Auf jeden Fall. Namentlich über Ditib versucht Erdogan, die Moscheen in der Bundesrepublik zu instrumentalisieren. Ein besonders krasses Beispiel sind die Osmanen, die derzeit in Stuttgart vor Gericht stehen, wo wir es mit Schläger- und Zuhältergruppen zu tun haben, die Erdogan in Deutschland unterhält, um Leute einzuschüchtern. Der Gipfel des Ganzen ist diese Überwachungs-App für’s Handy, die gerade freigeschaltet wurde, mit der man Kollegen oder Nachbarn bei der Einreise in die Türkei ans Messer liefern kann – das schürt massiv Unfrieden in Deutschland, schafft Angst und muss sofort beendet werden. Wenn sich da nichts tut, fällt die Bilanz des Erdogan-Besuches für die Bundesregierung sehr negativ aus.
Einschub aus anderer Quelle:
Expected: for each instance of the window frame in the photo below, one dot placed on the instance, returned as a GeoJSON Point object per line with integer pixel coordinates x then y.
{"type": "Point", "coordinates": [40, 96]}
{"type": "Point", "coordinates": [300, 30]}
Immerhin hat Erdogan die 3,5 Millionen Türkischstämmigen in Deutschland zur Integration aufgerufen.

Das hat er schon früher gemacht, nur ist sein Verständnis von Integration ein anderes als das unsere. Wir sagen, dass hier ausschließlich das deutsche Grundgesetz gilt und nicht Erdogans Angst-Ordnung. Es braucht da eine Entscheidung: Man kann nicht gleichmäßig loyal gegenüber dem Grundgesetz und Herrn Erdogan sein.

Zum Schluss: Sie haben Erdogan beim Defilee die Hand geschüttelt und dann länger auf ihn eingeredet. Was haben Sie ihm gesagt?

Ich kenne ihn ja noch aus Zeiten, als er ganz andere Dinge gesagt hat und mit ganz anderen Versprechen an die Macht gekommen ist. Ich habe ihm daher gesagt, dass es viel zu besprechen gibt und vom früheren Erdogan leider nichts mehr übrig ist – so gut das ging in der Kürze der Zeit, die ihm wahrscheinlich deutlich länger vorkam wie mir (lacht). So ein Defilee ist ja eigentlich dazu gedacht, die Hände zu schütteln und weiterzugehen, nicht aber um sich zu unterhalten. Aber auch Außenpolitik braucht Haltung.

Sie trugen dabei einen türkischen Button – was stand drauf?

Ein Zitat meines schwäbischen Landsmanns Friedrich Schiller aus „Don Carlos“: Geben sie Gedankenfreiheit. Auf Türkisch „Düşünceye özgürlük“. Jetzt kann Erdogan immerhin sagen, er habe Schiller gelesen.